Judson Phillips, president of Tea Party Nation, thinks that it makes sense that voting rights in the United States should be restricted to those who own property. He believes that property owners have more of a “vested stake” in a community than do people who do not own property. That’s what he claimed on a weekly program hosted by Tea Party Nation recently.

 


BTW, Phillips is the individual who sent an email to members of his organization in October telling them that they should vote for the Independent candidate over Rep. Keith Ellison in the November election for 5th Congressional District in Minnesota. Phillips wrote the following about Ellison in his email: “There are a lot of liberals who need to be retired this year, but there are few I can think of more deserving than Keith Ellison. Ellison is one of the most radical members of congress. He has a ZERO rating from the American Conservative Union. He is the only Muslim member of congress.”

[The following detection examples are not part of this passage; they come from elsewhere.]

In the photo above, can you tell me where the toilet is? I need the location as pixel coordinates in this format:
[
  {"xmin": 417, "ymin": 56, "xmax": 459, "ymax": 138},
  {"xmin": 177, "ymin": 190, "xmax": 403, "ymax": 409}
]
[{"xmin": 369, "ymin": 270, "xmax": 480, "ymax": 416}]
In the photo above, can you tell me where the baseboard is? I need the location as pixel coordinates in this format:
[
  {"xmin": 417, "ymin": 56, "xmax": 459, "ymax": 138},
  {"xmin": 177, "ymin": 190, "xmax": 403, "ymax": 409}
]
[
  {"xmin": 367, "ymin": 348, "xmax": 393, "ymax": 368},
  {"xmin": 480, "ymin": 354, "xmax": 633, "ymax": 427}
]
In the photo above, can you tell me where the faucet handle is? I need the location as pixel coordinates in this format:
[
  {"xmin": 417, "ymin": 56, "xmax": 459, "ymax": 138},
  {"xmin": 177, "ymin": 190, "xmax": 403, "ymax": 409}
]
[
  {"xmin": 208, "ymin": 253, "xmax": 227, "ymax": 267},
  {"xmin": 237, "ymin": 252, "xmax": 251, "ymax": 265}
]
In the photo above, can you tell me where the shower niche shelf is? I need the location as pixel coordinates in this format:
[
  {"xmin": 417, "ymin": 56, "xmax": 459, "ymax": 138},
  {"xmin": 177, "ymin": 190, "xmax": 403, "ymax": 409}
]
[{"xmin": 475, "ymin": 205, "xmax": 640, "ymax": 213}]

Meanwhile—Rushbo ranted on about poor folks recently on his radio program. In a “media tweak of the day,” Limbaugh asked listeners if they thought that people who can’t feed and clothe themselves and who receive government assistance should be allowed to vote. It was just a “think piece” Rushbo said as he asked his listeners to imagine how different the political make-up of this country would be if such people couldn’t vote.

In a Psycho Talk segment on his MSNBC program, Ed Schultz “tweaked” Limbaugh back.

Maybe Phillips and Limbaugh ought to get together to establish an organization for the purpose of taking voting rights away from certain Americans whom they deem unworthy. Why not return to the good old political days when only property-owning white men had the right to vote. Right???

Sources:

TPMMuckraker

TPMDC

Think Progress

The Maddow Blog

Middle Class Populist

– Elaine Magliaro, Guest Blogger

300 thoughts on “Who Should Have The Right To Vote? Judson Phillips & Rush Limbaugh Weigh In On The Subject”

  1. Awww.

    Isn’t that just precious!

    Stupid policies? No, I don’t support stupid polices which by default means I don’t support Congress. Especially the Senate. Haven’t for a long time. Most of them are complicit in the ongoing treason and subversion of the Constitution. They don’t get my support. They get my scorn for not upholding their oath of office to protect the Constitution from enemies both foreign and domestic – largely because many of them are domestic enemies of the Constitution or anything that threatens the bottom line of their corporate masters.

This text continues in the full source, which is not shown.